Designed by: Hello Kitchen
For a time, range hoods were persona non grata in the kitchen—but all that changed once homeowners began clamoring for commercial ranges, which needed major hoods in order to efficiently extract smoke, grease and odors from these high-output stoves. Thus, the range hood has once again become a focal point in the kitchen, but venting a commercial range requires considerations beyond just looks. They also have to be able to handle serious cooking—here are 5 things to keep in mind when installing a hood for a commercial range:
1. Beware the downdraft system.
When I started designing kitchens in the mid-‘80s, the hottest new trend in ventilation was downdraft venting. The vent would be placed next to the cooktop, rather than above it, and the duct would go down through the basement and out the exterior wall. Without the need for a hood above the cooktop, it made the location of the cooking area more flexible: It could be placed in an island, against a wall with cabinets above or even under of a window. There's just one problem: Smoke and odors naturally rise up, so trying to pull them down isn't as effective, particularly with a commercial range. For this kind of serious cooking, downdrafts aren't suitable for the high-Btu output of a commercial-style range.
Photo by: Cultivate
2. Size ducts properly.
Traditional hoods used to be rated at 200 to 400 CFM (cubic feet of air removal per minute), but commercial ranges require hoods that can handle 600 to 1,400 CFM. This large movement of air requires a larger duct as well (8-10” round), which, in the early days, was a challenge to install.

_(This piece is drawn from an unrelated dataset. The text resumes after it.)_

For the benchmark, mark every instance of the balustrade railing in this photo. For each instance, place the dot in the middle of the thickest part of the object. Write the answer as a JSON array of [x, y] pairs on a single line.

Contractors often weren't aware of the importance of retaining these large duct sizes and would often downsize them to be able to work the duct through walls and ceilings. The result is like trying to drink a milkshake with a cocktail straw: The air can only move through the duct with a lot of strain and with little result. Contractors still are known to do this, so be aware of how your hood is being installed to make sure that its efficiency is maximized.

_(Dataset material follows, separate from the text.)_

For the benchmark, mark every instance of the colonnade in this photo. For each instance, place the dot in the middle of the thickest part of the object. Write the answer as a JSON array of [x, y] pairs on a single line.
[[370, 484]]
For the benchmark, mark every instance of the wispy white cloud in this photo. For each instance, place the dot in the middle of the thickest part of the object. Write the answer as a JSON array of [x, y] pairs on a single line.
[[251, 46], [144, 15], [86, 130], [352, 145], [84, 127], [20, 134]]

Photo: Courtesy of Susan Serra
Designed by: Susan Serra
3. Remember the intake vent.
When high-output ranges are installed in today's super-tight houses, a new problem is how to make up the air that's being removed from the house so as to not create a vacuum in the kitchen. Without an intake vent, you run the risk of creating a backdraft—where air gets sucked through openings like chimneys and water-heater flues—which can cause result in excess carbon monoxide and other dangers. In many locations it’s required by code for the contractor to place an intake vent near the kitchen. Some hoods are building this into their system, and it will probably be the norm before long.
Photo by: Franco Rossi
Designed by: Jo-Ann Capelaci
4. Include a capture area.
Even if the hood you're installing has a very high CFM rate, don't be fooled into thinking that all of the smoke produced will go straight out the vent—especially if you're, say, grilling a steak. In order to help contain the smoke and keep it from leaking into the room, it’s important to have a capture area. This is the recess in the bottom of the hood. The more capture area, the more space the smoke has to linger before the blower can pull it up and out. There are many contemporary hoods with flat bottom filters and no capture area, which makes for a clean appearance, but it's definitely less effective. A recessed bottom with baffle filters is the best way to go. You've probably seen these in commercial kitchen hoods; they're the stainless “bars” that run from front to back and are cupped on top. This area captures the grease that is too heavy to go up with the airflow. The filters can be removed and put into the dishwasher for easy cleaning.
Photo by: Karyn Millet
Designed by: Warwick Group
5. Expect some noise.
A range hood's motor can be internal (inside the actual unit), external (installed on the outside wall or roof) or inline (inside the duct on a straight run). Any hood, regardless of where the motor is, will be noisy when on high. The motor does create some noise, but most of it is coming from the movement of air. External (when not placed directly out the back wall) and inline motors will be the quietest, but, still noisy. It’s best to turn the blower on at least 15 minutes before cooking in order to give it time to pick up the momentum of air movement.